Ronny Blaschke29. August 2012

Die Paralympics sind professioneller geworden - die Athleten stellen in London Rekorde auf, auch dank moderner Prothesen und Rollstühle. Kommt nun das große Wettrüsten - oder sogar Technodoping?

https://p.dw.com/p/15zTx
Blick auf die Prothesen des südafrikanischen Läufers Oscar Pistorius. Foto: Reuters
Mit Prothesen am StartBild: Reuters

Es sind tausende Artikel geschrieben, tausende Berichte gesendet, tausende Fotos geschossen worden, und trotzdem sind wieder hunderte Journalisten gekommen, um jede Regung von Oscar Pistorius aufzunehmen. Der südafrikanische Prothesenläufer ist zu einer Symbolfigur des Sports geworden, weil er wie kein anderer die olympische mit der paralympischen Welt verschmelzen lässt.

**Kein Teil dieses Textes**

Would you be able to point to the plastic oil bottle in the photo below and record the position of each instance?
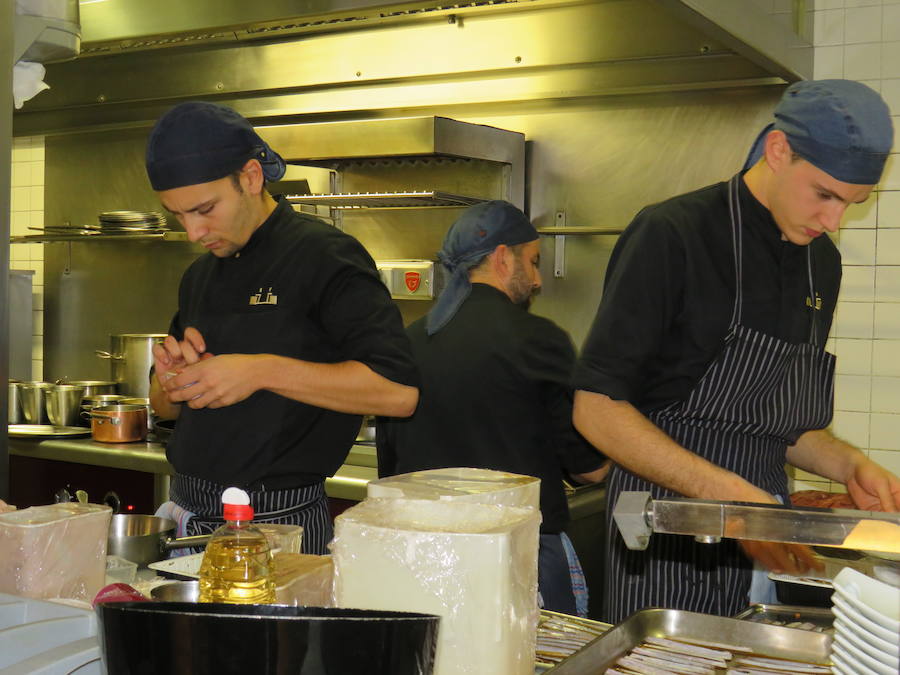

Pistorius würde das nie bestätigen, höflich beantwortet er alle Fragen im Londoner Pressezentrum: "Nicht die Behinderung eines Sportlers sollte im Mittelpunkt stehen, auch nicht seine technische Hilfe, wichtig sind seine Fähigkeiten und seine Willenskraft." Er lächelt und die Fotoapparate klicken.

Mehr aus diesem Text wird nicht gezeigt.